Ukraine Korruptionsverdacht bis in die höchste Justiz
Korruption ist seit Langem ein Problem in der Ukraine - und sie reicht offenbar bis zum Obersten Gerichtshof. Dessen Vorsitzender Richter wurde seines Amtes enthoben. Doch er steht nicht als einziger unter Verdacht.
In Kiew sind die Richter am Obersten Gerichtshof zu einer Dringlichkeitssitzung zusammengekommen. Sie versichern, in vollem Umfang mit den ukrainischen Ermittlungsbehörden zusammenzuarbeiten. Denn der Oberste Gerichtshof ist zum Schauplatz geworden im schwersten Korruptionsverdachtsfall, den es seit Langem in der Ukraine gegeben hat.
Im Zentrum des Verdachts: der Oberste Richter des Landes. 2,5 Millionen Euro Bestechungsgelder seien bei ihm gefunden worden, geben ukrainische Behörden an. In der Dringlichkeitssitzung wird er seines Amtes enthoben.
Ein aufsehenerregender Fall, meint Semen Krywonos, Direktor des Nationalen Antikorruptionsbüros (NABU): "Dieser Fall ist eine Antwort auf die Frage, welche Prioritäten die neue Spitze der Staatsanwaltschaft und des NABU setzen werden. Wir beweisen mit einem echten Fall, was für uns Priorität hat: Es handelt sich um Korruption auf höchstem Niveau, um kriminelle Organisationen auf höchster Machtebene."
Strafrechtliche Verfolgung von einst "Unantastbaren"
Und genau deshalb sorgt der Fall in der Ukraine für so viel Aufmerksamkeit. Noch seien die Ermittlungen nicht abgeschlossen, betonen die Behörden. Korruption sei im Justizsystem ein systematisches Problem, kritisieren Aktivisten.

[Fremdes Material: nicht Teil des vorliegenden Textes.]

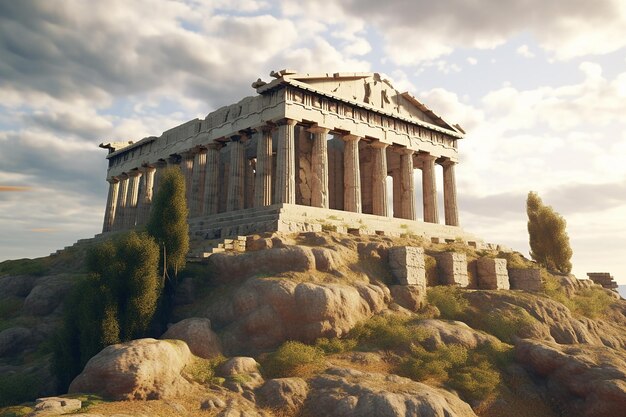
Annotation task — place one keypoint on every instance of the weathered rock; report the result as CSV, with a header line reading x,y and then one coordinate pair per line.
x,y
284,394
412,297
345,392
453,332
525,279
492,273
197,333
13,340
264,312
585,380
452,268
56,405
407,265
271,261
238,365
142,369
48,294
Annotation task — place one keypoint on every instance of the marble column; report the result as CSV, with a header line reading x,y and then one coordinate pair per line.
x,y
449,193
319,167
429,188
197,182
263,179
109,214
146,195
286,163
118,224
211,182
407,185
352,174
186,167
380,204
236,175
130,215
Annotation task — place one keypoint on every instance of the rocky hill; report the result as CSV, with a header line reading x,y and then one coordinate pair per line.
x,y
319,325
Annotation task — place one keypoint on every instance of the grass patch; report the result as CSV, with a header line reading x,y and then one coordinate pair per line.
x,y
202,370
290,357
449,300
36,267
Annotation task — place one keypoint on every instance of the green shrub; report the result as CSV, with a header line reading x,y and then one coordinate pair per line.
x,y
335,345
289,357
449,300
17,388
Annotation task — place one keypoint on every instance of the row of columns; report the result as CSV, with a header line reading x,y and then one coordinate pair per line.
x,y
130,195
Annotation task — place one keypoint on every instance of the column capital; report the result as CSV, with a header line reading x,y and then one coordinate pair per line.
x,y
379,145
290,122
350,138
318,129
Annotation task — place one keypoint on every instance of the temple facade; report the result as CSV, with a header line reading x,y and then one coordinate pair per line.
x,y
308,151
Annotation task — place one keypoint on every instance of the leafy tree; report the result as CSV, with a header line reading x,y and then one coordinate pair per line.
x,y
115,303
168,220
549,242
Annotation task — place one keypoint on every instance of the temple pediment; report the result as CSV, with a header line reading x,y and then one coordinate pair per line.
x,y
371,89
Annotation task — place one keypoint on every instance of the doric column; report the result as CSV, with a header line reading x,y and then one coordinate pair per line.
x,y
449,193
236,175
146,194
352,174
263,179
186,167
380,203
286,163
319,167
118,223
429,188
211,182
197,182
130,216
407,185
109,213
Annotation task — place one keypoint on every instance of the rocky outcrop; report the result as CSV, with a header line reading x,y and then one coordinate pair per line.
x,y
143,369
264,312
197,333
346,392
584,380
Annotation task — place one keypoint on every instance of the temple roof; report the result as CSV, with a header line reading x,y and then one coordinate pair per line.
x,y
370,90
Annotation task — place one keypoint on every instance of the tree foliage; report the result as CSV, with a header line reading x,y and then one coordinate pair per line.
x,y
549,242
168,220
115,303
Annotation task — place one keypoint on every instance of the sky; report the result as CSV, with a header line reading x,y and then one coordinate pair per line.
x,y
538,85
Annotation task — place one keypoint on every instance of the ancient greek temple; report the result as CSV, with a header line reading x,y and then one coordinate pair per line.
x,y
307,152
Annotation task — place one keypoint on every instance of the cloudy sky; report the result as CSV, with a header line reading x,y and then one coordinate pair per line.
x,y
539,85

Der Oberste Gerichtshof war vor wenigen Jahren erst reformiert worden. Die Reform galt damals vielen als wichtiger Schritt. Es wurden unter anderem neue Richter ernannt - doch die Überprüfung ihrer Integrität sei unzureichend gewesen, kritisiert die Antikorruptionsanwältin Tetiana Schewtschuk: "Ich würde diesen Fall aber nicht als Scheitern der Reform bezeichnen. Er zeigt nur, dass sich das System in Richtung Reinigung bewegt." Die Antikorruptionsbehörden lieferten tatsächlich gute Ergebnisse. "Sie haben begonnen, diejenigen strafrechtlich zu verfolgen, die vorher als unantastbar galten", so Schewtschuk.
Richter und Rechtsanwälte unter Verdacht
Der Verdacht besteht, dass auch in diesem Fall systematisch betrogen wurde. Die Ermittler sprechen gar von einer Verschwörung. Verdächtigt werden nach aktuellen Informationen mindestens zwei Richter und eine Gruppe von Rechtsanwälten. Der Vorwurf: Sie sollen zwischen Richtern und denjenigen vermittelt haben, die sich Gerichtsentscheide in ihrem Interesse erkaufen wollten, erklärt Oleksandr Klymenko, Leiter der Staatsanwaltschaft für Korruptionsbekämpfung: "Und das galt nicht nur für den Obersten Gerichtshof, sondern für die meisten Gerichte in der Ukraine. Alle Tatsachen werden im Rahmen der vorgerichtlichen Untersuchung ausgewertet und überprüft."
Seit Jahren kämpft die Ukraine gegen ihr massives Korruptionsproblem. Daten von Transparency International zeigen einen positiven Trend. Aber auch, dass die Ukraine noch einen weiten Weg vor sich hat. Bei seiner Wahl 2019 versprach auch Präsident Wolodymyr Selenskyj die Korruption zu bekämpfen - und genießt bei vielen in der Bevölkerung Vertrauen in seine Absichten.
Strengere Prüfung von Richterkandidaten
"Ich bin sicher, dass Präsident Selenskyj es ernst damit meint, dass er die Korruption bekämpfen will", sagt Antikorruptionsanwältin Schewtschuk. Doch die Regierung und das Parlament unternehme nicht genug, um notwendige Gesetze zur Korruptionsbekämpfung zu erlassen.
"Was wir jetzt sehen, ist das Ergebnis jahrelanger systematischen Arbeit und systematischer Reformen", so Schewtschuk. Und diese Reformen müssten weitergeführt werden. Etwa 2500 Richterstellen sollen in der Ukraine in den kommenden Jahren neu besetzt werden, gibt die Anwältin an. Die Kandidaten sollen einer strengen Prüfung unterzogen werden.